Republished from the Brandon Sun print edition December 12, 2014
Now almost two months into their mandate and with a few meetings under their belt, Brandon’s new city council is officially knee-deep in duties and staring down one of the most significant challenges of any government’s mandate — the first budget.
As our previous council can attest, budgets at times can be a blood sport. They are, to say the very least, challenging and often draw in previous political promises as part of shifting mandates.
As many remember, the first budget of our previous council pushed the citizens of this city to near mob status and had the corners of city hall packed with upset residents seeking answers.
Through this column, I’m proud to say we have examined previous budgets and potential wish lists for the city in some detail. As we reflect on a year of changes and new faces, it would also now be an opportune time to look forward, dust off some playbooks and see what next year’s budget could hold for this city.
First off on the taxation side of things, striving for a freeze in a city our size, with the taxation system as it is, seems an almost unattainable goal. For a city to continue to grow or even to maintain for that matter, investment is needed, with portions of that growth and investment coming directly through the tax system.
Council will be bound by some upcoming wage bumps and an ever-increasing cost to do business. Further to that point, the city is hampered with an ever-growing infrastructure deficit and a cost of living that will be affected by the price tags associated with fixing up crumbling roads, bridges, sewers and the like.
For this council, there needs to be balance, finding ways to maintain investment without overtaxing the residents. Most Brandonites are comfortable with investing on projects that make sense and build a community. Taxation is part of the process of maintaining that investment, and if the dollars are spent wisely, then politicians remain palpable.
A re-envisioning of the taxation system in this city has some merit as well.

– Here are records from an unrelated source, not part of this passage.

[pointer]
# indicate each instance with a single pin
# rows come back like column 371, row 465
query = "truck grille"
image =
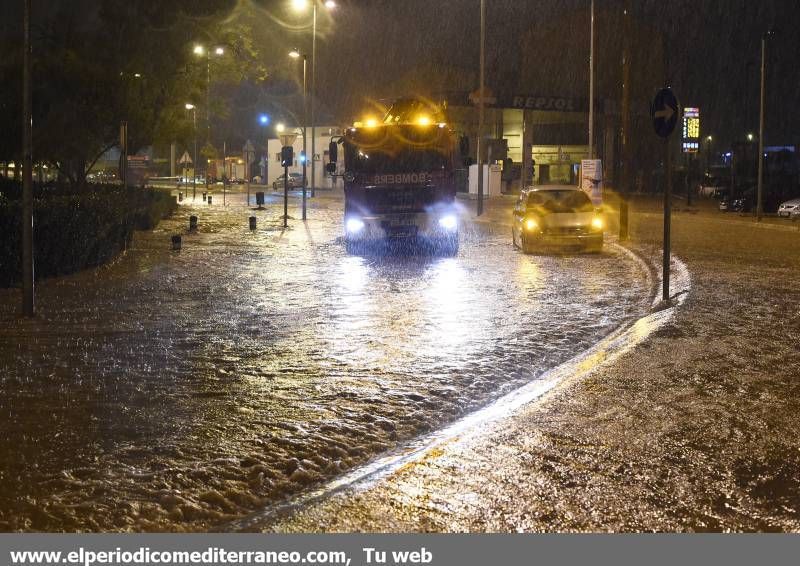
column 398, row 199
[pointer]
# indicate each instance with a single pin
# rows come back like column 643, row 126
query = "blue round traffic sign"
column 664, row 112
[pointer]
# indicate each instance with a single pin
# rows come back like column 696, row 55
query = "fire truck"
column 399, row 182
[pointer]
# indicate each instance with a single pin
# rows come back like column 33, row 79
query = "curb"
column 606, row 351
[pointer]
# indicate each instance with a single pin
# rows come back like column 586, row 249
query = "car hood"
column 566, row 219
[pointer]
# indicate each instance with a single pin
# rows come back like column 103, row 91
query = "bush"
column 75, row 229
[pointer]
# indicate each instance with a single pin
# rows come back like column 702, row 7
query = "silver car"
column 556, row 216
column 791, row 208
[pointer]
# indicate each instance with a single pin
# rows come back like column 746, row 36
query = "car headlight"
column 354, row 225
column 448, row 222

As outgoing Brandon Sun Internet co-ordinator Grant Hamilton mused a few weeks back, looking at a distinct City of Brandon charter could do wonders in moving in that direction.
A charter works on a couple of levels as it gives the city some autonomy from the provincial governing structures, and it also would provide some real investment to take place if the city and council believed there was merit to it.
That said, however, we must at the same time maintain and grow active links to the provincial coffers. With a local MLA now again in cabinet, there is a strong hope that this loosens the purse strings on some larger projects continuing to flow into this community.
The NDP will be looking for any positive public relations they can garner, so actively engaging the province on completion of projects such as bridge redevelopments and flood mitigation should be a top drawer priority for the mayor and council.
We also need an active direction for downtown. As someone who spent many long days agonizing over its future, growing the opportunities there should be a key for the new council. There needs to be a solid vision and an element of trust from council that organizations such as Renaissance Brandon and the Downtown Business Association are headed in the right direction.
For all the talk that has taken place over structure, the real test will be the direction taken when it comes to action. Whether it is the future of the Ninth and Princess conjoined properties or the Strand Theatre, if the council is going to get a passing grade, there need to be decisive moves taken to close in on these two key pieces in the redevelopment puzzle.
Lastly, in the new year it would be nice to see the city get a bit of its swagger back.
Under the previous administration, there were major strides in thinking differently and reaching at opportunities. The new council should not abandon that desire to expand and grow.
It is a mindset that saw tremendous strides over the last decade in the provincial capital and ushered in an era of progressive leadership there. Brandon has the ability to follow in those footsteps and do the same to a smaller scale.
Like their predecessors, the members of this council will face some hurdles and the learning curve is rather steep. But if some solid decisions are made, then hopefully a few portfolios that have lingered on far too long will see progress in 2015.